Bloqueio Orçamentário

Governo federal anuncia bloqueio de R$ 6 bilhões no orçamento para respeitar regra fiscal

Decisão foi apresentada no relatório bimestral mais recente de avaliação de receitas e despesas, divulgado nesta sexta-feira (22)

Governo federal anuncia bloqueio de R$ 6 bilhões no orçamento para respeitar regra fiscal - Imagem: Reprodução / Agência Brasil / Marcello Casal Jr.

William Oliveira Publicado em 23/11/2024, às 09h02

O governo federal anunciou recentemente um novo bloqueio orçamentário de R$ 6 bilhões, como parte de uma estratégia para atender às exigências do arcabouço fiscal vigente.
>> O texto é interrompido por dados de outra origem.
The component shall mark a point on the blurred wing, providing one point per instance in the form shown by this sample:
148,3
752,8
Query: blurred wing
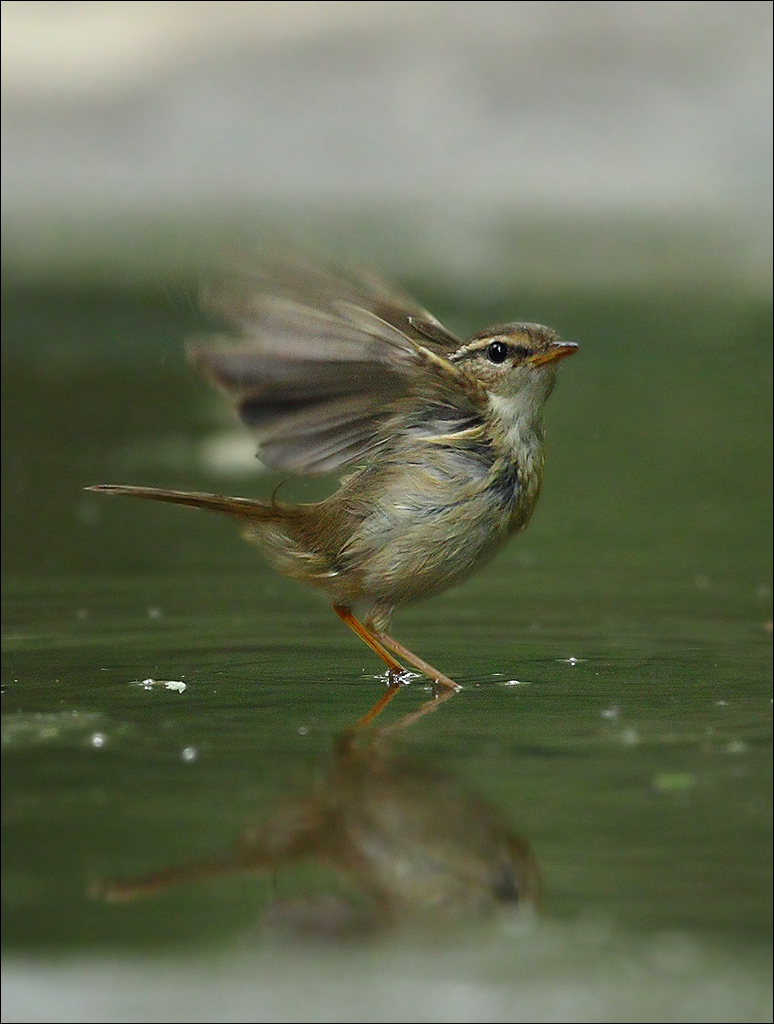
323,363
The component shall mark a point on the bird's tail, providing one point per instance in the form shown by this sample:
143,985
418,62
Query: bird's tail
239,508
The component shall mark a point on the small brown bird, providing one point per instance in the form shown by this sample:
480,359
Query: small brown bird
445,437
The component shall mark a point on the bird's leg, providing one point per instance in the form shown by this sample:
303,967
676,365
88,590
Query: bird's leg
125,890
372,634
384,639
394,669
368,636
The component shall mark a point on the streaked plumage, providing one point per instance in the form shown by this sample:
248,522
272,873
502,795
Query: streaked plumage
443,437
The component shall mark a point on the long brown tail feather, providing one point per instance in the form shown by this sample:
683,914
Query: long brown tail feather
240,508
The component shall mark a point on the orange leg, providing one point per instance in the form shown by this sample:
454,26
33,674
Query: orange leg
394,669
379,641
367,635
425,668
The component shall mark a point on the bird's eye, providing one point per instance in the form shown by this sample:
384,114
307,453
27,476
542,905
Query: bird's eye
497,351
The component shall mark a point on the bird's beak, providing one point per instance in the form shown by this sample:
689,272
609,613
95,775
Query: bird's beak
557,350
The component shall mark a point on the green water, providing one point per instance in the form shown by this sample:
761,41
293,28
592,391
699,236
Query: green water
615,658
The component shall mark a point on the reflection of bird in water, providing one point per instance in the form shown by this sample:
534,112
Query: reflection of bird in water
407,840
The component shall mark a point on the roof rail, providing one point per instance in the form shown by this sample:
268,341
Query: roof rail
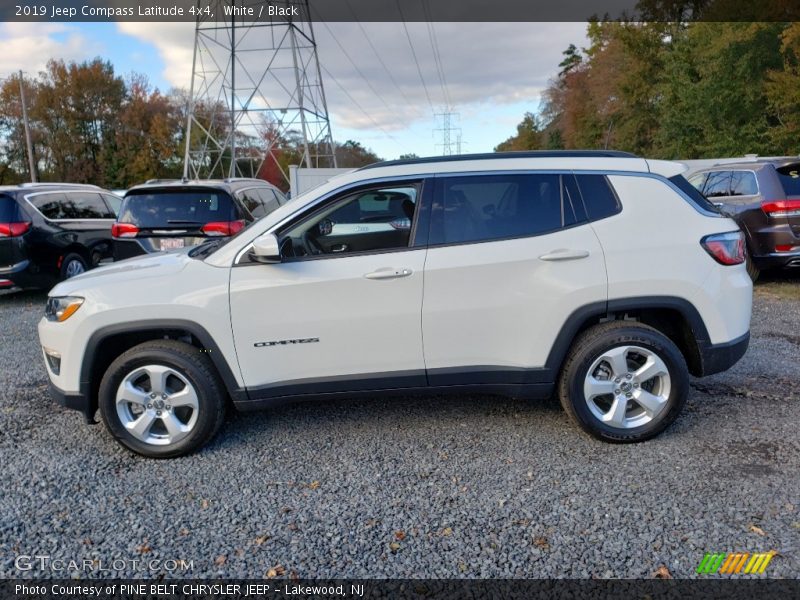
57,184
501,155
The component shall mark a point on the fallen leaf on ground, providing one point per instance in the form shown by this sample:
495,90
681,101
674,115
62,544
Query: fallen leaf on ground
275,571
541,542
662,572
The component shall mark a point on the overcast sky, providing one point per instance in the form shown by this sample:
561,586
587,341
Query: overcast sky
494,72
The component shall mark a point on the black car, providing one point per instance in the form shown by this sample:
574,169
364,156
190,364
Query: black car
763,197
53,231
164,215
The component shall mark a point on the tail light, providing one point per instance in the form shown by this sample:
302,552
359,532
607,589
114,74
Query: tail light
14,229
781,208
221,228
725,248
124,230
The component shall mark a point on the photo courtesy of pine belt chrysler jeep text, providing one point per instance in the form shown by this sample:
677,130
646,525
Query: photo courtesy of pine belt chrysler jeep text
598,276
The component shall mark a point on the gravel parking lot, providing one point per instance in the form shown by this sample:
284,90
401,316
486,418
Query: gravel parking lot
433,488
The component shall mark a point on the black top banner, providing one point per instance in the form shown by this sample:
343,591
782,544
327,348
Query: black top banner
410,589
249,11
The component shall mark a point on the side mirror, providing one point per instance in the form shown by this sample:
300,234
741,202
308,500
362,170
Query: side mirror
266,249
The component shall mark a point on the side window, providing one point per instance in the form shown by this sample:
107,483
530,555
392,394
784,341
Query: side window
84,205
598,196
368,220
269,201
698,181
114,202
492,207
50,205
743,183
717,184
251,202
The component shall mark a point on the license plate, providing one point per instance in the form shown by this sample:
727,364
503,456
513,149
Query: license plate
171,243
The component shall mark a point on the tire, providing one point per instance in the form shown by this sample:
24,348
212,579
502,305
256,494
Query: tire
72,264
593,353
752,269
147,380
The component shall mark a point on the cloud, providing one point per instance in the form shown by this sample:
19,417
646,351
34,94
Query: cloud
28,46
380,84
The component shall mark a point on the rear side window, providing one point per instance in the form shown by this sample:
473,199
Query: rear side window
743,183
153,209
9,213
598,197
718,183
491,207
790,179
72,205
693,194
50,205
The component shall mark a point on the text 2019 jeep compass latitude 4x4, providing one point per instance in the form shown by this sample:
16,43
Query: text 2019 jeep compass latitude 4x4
601,276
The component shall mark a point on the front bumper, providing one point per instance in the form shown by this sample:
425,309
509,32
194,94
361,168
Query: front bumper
716,358
79,402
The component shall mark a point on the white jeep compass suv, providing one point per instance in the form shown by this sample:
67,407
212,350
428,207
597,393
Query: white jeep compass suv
599,276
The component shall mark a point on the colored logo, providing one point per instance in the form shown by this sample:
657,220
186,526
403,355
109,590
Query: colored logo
735,563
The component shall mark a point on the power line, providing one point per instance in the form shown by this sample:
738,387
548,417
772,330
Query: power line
380,60
437,57
364,112
360,73
414,54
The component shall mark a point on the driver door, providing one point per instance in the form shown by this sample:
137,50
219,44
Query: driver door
342,310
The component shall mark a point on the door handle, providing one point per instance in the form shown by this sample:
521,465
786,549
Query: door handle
389,273
564,254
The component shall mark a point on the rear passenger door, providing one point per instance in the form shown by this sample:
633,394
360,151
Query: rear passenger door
511,257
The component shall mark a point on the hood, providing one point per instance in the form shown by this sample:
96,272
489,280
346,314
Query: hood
148,267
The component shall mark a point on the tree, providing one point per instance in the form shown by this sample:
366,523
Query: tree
528,137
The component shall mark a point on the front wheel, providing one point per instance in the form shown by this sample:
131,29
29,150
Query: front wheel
162,399
623,382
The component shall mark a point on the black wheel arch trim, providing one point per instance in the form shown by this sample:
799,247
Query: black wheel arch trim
215,354
620,305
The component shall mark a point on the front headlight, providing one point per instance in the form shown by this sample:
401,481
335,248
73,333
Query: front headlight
61,308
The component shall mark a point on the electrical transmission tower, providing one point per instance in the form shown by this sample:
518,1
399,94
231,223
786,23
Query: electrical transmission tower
451,135
256,85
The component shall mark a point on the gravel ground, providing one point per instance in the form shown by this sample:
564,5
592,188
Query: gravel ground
442,488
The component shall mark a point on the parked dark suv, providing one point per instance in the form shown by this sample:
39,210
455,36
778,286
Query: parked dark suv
764,199
53,231
168,214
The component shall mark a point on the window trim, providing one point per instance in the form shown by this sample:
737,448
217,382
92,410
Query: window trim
421,182
41,214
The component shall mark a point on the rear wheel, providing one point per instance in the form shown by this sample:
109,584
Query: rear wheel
72,264
162,399
623,382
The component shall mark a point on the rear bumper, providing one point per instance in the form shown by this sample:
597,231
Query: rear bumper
20,275
78,402
777,260
716,358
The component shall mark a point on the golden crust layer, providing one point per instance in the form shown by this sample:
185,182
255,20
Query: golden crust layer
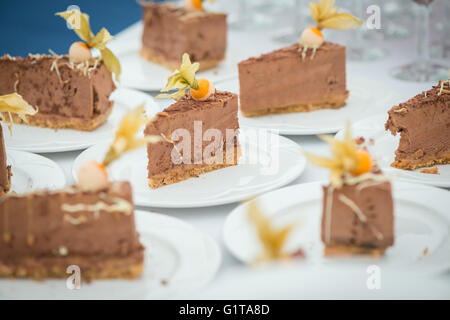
175,64
60,122
412,164
55,267
335,103
339,250
179,173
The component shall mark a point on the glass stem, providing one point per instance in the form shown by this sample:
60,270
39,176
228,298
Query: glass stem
423,35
Esta decisão foi apresentada no relatório bimestral mais recente de avaliação de receitas e despesas, divulgado nesta sexta-feira (22) por representantes do Ministério da Fazenda e do Planejamento.

Com esta medida, os cortes orçamentários acumulados pelo governo ao longo do ano totalizam R$ 19,3 bilhões para 2024. O detalhamento sobre como esses bloqueios afetarão cada órgão específico será disponibilizado no próximo Decreto de Programação Orçamentária e Financeira, a ser publicado na próxima sexta-feira. Após a divulgação deste decreto, as entidades terão até 6 de dezembro para especificar quais programas serão impactados pelos bloqueios.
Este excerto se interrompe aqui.